L'arrêt rendu lundi par le juge Samuel Alito autorise les femmes à se procurer la pilule en pharmacie ou par correspondance, sans obligation de consulter un médecin en personne. Par ailleurs, cette mesure suspend temporairement les restrictions imposées par une cour d'appel fédérale, qui devaient entrer en vigueur dans les prochains jours.

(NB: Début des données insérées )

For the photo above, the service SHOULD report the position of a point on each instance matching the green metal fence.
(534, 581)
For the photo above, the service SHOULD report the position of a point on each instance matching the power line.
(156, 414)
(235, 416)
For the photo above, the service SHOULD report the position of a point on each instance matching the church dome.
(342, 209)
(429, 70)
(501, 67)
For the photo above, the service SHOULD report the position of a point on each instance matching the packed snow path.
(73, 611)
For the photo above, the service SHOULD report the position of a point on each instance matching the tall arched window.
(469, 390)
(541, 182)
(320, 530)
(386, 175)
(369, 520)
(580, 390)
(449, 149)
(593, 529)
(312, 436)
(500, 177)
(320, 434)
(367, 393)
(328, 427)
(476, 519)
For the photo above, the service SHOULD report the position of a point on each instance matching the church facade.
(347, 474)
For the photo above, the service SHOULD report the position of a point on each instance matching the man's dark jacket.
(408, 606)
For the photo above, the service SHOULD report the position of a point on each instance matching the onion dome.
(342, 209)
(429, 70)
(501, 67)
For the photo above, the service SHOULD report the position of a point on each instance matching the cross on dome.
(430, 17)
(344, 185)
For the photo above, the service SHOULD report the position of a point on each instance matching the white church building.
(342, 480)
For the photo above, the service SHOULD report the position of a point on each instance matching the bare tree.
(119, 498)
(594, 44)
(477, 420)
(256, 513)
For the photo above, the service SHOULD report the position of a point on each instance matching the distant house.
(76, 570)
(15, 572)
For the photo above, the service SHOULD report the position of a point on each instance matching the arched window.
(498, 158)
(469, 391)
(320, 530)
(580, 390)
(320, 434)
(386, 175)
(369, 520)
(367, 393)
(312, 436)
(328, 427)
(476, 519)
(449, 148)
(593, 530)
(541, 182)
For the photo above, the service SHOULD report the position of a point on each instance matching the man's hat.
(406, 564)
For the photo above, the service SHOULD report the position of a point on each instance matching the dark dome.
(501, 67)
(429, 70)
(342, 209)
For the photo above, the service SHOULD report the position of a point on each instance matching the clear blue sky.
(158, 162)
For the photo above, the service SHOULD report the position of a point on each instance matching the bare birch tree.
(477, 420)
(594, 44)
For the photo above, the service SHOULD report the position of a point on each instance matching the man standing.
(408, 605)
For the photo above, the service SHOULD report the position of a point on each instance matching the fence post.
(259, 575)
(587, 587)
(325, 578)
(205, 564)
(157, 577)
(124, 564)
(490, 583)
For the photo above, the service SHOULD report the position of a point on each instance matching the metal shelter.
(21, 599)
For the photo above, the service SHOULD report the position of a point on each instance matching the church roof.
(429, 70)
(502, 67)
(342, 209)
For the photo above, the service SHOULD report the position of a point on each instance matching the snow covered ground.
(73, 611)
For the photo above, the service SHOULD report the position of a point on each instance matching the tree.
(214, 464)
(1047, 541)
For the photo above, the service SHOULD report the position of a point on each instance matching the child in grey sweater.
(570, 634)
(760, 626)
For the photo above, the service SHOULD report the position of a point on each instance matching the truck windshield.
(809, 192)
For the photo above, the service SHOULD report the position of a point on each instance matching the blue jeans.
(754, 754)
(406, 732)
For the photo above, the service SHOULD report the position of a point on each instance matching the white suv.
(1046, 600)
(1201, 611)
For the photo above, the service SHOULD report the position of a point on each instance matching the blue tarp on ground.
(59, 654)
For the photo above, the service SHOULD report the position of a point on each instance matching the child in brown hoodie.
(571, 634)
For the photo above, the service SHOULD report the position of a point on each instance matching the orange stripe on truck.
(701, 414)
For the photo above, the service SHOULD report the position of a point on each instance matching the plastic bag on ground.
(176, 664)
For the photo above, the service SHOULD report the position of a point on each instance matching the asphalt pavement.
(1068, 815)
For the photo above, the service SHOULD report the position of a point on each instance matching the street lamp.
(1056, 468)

Le mifépristone, utilisé en combinaison avec le misoprostol, est approuvé par la FDA depuis plus de deux décennies pour interrompre une grossesse jusqu'à dix semaines. Il représente environ la moitié des avortements médicamenteux aux États-Unis, selon les données disponibles.

Cette décision de la Cour suprême intervient dans un contexte de tensions accrues autour de l'accès à l'avortement aux États-Unis, après l'annulation en 2022 de l'arrêt Roe v. Wade, qui garantissait le droit à l'avortement au niveau fédéral. Plusieurs États ont depuis durci leur législation, tandis que d'autres ont renforcé les protections pour les femmes souhaitant interrompre leur grossesse.

Les défenseurs du droit à l'avortement saluent cette suspension temporaire, tandis que les opposants à l'avortement espèrent une restriction définitive de l'accès au mifépristone. La Cour suprême devra trancher définitivement sur ce dossier dans les prochains mois.